4

I have an application that is hitting an API. As such, it does a query for all ID's in the object, and then has to query each item one at a time per ID. I'm doing this in a Parallel.For loop and adding each items data to a row in a datatable. Then I use sqlbulkcopy to send the datatable to a SQL server table.
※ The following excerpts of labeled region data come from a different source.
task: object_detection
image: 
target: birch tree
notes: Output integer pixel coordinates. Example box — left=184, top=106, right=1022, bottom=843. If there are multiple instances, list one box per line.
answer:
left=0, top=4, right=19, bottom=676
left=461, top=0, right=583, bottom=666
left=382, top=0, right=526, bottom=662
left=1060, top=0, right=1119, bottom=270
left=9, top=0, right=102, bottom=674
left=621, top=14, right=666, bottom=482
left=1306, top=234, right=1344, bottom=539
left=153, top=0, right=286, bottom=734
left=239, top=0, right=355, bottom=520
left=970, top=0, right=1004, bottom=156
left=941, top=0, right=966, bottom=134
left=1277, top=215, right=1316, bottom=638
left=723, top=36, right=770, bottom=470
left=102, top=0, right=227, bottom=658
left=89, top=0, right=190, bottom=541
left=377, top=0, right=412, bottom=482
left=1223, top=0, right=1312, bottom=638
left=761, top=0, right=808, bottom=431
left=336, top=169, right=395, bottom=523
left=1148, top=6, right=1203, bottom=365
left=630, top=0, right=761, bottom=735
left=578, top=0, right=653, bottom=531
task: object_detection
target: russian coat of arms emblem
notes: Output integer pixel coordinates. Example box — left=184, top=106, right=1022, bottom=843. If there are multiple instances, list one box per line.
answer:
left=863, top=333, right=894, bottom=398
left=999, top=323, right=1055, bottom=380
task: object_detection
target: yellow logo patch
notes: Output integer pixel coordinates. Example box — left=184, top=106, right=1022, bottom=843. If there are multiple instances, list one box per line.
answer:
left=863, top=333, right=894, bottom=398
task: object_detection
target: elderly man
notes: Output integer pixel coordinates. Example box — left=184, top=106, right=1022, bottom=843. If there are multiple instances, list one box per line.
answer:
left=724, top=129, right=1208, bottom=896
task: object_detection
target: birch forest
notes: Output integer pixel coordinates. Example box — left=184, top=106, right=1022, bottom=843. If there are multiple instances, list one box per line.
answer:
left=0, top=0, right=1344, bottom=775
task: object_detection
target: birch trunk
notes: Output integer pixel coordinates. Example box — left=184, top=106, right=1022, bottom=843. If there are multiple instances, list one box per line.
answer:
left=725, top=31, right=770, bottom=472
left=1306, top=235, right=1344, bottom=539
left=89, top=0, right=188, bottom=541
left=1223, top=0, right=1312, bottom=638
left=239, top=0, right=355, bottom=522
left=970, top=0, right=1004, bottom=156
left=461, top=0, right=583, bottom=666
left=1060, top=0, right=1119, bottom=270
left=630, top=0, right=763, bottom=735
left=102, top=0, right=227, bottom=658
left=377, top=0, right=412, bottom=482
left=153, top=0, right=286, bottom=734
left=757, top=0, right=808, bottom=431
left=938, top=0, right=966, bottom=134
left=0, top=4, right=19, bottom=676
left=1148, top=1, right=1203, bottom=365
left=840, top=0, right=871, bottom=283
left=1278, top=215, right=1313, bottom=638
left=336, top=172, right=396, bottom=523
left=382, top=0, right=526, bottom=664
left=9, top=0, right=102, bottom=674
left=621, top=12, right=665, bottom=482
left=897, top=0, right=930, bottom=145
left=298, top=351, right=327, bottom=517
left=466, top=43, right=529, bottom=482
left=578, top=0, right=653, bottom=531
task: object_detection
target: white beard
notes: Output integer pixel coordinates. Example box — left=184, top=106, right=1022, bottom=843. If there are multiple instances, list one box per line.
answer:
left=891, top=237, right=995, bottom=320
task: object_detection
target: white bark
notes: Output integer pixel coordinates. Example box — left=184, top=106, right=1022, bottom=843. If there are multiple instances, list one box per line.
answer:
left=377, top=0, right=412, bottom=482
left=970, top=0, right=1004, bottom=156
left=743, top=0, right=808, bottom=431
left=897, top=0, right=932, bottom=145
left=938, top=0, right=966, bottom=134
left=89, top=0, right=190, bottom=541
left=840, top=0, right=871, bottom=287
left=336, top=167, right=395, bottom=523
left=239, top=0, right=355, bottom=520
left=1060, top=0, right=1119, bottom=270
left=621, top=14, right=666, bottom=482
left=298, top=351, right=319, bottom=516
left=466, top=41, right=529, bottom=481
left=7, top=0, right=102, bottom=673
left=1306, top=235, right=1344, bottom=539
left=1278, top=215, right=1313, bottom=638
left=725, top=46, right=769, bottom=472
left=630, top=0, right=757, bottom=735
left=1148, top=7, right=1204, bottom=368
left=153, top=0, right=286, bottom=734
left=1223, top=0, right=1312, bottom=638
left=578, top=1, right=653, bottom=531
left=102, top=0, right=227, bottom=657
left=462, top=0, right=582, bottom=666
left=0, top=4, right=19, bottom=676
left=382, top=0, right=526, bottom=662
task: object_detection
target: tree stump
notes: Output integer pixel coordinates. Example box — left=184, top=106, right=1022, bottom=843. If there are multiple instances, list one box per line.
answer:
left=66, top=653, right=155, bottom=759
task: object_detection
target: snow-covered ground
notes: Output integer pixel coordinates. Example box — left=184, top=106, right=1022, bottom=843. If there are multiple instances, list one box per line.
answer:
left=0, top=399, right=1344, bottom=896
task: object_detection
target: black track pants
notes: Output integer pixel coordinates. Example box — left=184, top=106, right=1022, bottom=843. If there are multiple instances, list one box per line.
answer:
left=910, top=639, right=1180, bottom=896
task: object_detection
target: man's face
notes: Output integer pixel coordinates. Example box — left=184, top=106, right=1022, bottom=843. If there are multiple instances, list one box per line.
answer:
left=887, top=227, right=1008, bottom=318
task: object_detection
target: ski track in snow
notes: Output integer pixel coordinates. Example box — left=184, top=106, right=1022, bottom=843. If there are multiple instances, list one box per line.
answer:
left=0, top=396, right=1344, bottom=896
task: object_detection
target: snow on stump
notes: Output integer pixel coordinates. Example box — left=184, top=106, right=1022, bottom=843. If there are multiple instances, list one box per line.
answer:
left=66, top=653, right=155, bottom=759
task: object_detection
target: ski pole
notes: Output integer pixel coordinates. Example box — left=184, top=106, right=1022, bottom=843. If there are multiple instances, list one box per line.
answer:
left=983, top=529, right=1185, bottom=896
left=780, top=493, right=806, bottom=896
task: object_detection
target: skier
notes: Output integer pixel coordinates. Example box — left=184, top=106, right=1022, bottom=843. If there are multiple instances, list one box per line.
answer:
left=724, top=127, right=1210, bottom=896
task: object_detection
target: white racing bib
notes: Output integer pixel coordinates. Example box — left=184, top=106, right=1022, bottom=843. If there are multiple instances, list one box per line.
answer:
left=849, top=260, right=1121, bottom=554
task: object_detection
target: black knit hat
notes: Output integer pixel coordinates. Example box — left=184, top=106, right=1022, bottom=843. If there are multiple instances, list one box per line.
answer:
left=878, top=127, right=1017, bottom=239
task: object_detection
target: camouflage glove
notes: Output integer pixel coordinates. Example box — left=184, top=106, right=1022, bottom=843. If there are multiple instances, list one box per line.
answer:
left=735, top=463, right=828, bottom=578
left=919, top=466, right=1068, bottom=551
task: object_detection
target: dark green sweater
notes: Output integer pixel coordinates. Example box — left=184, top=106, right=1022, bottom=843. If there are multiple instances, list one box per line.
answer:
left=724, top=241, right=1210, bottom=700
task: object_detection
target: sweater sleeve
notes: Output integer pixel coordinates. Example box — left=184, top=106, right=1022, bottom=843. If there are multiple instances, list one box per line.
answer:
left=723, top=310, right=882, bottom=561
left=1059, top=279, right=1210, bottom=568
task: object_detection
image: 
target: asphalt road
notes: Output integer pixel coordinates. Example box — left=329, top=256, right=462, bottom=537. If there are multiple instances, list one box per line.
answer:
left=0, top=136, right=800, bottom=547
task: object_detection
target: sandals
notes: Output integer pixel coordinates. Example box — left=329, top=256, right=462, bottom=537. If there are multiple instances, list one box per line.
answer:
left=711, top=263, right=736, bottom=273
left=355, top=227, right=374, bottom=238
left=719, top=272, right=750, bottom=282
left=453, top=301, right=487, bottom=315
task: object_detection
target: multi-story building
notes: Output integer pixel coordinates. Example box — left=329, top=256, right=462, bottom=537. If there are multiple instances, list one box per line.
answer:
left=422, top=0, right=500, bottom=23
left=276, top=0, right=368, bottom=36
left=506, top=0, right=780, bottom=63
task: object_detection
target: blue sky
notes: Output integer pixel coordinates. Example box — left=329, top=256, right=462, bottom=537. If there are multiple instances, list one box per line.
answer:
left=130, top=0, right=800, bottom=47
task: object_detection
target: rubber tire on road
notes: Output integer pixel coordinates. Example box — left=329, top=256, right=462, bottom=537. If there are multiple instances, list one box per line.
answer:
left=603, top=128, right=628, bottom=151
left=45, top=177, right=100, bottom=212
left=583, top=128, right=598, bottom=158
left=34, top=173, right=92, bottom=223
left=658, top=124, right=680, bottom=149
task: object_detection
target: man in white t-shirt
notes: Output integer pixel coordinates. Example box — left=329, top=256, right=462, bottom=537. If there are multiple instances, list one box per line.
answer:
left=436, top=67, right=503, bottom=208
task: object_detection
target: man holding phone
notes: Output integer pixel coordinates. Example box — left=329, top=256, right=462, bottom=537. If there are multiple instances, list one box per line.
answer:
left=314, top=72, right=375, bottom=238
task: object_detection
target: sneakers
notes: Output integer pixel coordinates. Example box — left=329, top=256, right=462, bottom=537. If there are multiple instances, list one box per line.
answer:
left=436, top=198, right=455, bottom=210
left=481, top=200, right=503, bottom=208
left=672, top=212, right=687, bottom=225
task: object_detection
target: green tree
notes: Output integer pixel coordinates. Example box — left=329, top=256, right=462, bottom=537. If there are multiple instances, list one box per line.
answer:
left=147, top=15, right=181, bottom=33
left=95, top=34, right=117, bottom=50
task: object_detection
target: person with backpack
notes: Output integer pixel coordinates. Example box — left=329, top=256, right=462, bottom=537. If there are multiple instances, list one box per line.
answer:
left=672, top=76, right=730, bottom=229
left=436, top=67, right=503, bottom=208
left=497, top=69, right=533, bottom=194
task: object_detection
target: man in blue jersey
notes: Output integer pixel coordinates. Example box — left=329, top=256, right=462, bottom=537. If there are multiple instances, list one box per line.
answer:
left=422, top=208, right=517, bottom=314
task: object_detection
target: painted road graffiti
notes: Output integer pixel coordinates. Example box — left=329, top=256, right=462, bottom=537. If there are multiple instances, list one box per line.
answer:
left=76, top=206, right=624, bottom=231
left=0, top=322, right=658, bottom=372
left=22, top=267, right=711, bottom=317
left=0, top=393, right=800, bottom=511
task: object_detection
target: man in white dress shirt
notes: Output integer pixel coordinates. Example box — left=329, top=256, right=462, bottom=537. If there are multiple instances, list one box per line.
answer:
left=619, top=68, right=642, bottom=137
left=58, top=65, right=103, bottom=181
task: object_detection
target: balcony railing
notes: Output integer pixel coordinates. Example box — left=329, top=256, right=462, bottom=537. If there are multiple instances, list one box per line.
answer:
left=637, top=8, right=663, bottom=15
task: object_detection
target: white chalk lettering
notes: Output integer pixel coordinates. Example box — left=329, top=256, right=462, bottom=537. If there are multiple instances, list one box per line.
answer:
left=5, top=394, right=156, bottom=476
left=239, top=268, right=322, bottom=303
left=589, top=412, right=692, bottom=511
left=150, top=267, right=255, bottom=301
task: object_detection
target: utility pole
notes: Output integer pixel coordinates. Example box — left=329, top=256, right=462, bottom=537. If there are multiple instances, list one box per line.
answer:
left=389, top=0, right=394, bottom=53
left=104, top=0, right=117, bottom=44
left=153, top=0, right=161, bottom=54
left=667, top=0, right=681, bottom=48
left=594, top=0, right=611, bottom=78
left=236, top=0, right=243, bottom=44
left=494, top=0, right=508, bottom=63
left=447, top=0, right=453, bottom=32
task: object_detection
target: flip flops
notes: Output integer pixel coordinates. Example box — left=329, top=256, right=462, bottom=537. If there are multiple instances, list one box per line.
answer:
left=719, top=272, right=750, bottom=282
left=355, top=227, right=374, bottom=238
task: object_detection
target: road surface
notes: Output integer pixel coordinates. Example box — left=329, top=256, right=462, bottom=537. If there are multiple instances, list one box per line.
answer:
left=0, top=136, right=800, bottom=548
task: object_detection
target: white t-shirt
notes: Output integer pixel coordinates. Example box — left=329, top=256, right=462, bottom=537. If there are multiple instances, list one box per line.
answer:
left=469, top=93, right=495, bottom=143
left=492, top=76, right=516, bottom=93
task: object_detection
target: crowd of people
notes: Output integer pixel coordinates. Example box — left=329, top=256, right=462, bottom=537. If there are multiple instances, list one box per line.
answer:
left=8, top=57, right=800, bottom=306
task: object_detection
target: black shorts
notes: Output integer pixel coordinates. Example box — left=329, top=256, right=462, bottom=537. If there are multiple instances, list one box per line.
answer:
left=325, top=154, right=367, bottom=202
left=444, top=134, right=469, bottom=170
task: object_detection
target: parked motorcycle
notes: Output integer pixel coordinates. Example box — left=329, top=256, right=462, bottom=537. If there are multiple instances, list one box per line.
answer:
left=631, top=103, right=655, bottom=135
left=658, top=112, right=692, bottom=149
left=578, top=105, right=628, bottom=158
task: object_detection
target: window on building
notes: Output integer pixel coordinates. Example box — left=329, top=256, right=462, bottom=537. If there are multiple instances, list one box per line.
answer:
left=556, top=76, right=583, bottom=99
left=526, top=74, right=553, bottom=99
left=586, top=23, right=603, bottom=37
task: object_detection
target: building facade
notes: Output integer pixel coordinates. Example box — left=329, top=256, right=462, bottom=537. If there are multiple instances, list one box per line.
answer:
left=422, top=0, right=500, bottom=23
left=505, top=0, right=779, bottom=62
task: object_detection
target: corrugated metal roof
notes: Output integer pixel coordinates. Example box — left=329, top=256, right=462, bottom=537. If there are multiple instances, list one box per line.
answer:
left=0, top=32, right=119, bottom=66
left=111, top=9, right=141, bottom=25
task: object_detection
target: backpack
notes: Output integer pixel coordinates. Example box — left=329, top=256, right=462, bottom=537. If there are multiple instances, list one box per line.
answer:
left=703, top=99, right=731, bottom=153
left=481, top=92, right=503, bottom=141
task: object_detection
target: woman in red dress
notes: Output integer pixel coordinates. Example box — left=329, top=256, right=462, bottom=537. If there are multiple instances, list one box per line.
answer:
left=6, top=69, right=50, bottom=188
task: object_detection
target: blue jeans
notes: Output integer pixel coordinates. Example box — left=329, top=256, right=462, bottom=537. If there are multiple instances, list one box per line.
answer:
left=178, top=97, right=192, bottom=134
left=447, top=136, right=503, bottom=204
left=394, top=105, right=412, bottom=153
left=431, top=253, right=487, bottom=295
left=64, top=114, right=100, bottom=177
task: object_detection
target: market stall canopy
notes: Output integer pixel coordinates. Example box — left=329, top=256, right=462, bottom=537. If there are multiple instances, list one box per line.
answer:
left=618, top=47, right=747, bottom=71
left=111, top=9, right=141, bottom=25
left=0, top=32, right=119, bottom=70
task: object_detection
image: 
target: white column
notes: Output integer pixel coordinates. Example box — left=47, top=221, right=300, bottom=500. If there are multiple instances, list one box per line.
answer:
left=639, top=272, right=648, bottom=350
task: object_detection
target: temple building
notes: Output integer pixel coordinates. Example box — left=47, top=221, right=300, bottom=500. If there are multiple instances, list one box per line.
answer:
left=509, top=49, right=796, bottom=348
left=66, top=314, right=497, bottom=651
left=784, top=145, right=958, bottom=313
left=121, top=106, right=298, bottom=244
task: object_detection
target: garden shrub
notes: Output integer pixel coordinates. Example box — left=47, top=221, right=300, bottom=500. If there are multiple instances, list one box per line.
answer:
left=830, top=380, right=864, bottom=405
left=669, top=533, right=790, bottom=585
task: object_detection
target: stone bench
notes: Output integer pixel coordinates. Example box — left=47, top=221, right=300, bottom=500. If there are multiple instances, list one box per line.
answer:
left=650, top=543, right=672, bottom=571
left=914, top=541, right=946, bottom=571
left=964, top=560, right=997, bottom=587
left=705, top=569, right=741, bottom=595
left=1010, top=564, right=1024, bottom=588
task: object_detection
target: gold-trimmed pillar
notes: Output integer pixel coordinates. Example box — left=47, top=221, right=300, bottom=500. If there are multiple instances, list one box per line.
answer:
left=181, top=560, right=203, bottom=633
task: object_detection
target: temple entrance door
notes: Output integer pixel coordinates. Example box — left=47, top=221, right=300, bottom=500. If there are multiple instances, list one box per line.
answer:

If I do this without using Parallel.For, it works great. However, with Parallel.For, this line:

workrow["id"] = Guid.NewGuid();

is generating duplicate Guids. It's doing it often and causing the data to not load into the SQL server table because the id row in SQL is a Primary Key and doesn't allow duplicates. I tried locking:

                    lock (lockobject)
                    {
                        workrow["id"] = Guid.NewGuid();
                    }

This didn't help.
I tried not assigning an id to that field in hopes that SQL would generate it (it does have newid() on that field). That fails saying it can't insert a null. I can't seem to just remove the id field from the datatable because then the columns don't align when I do the sqlbulkcopy.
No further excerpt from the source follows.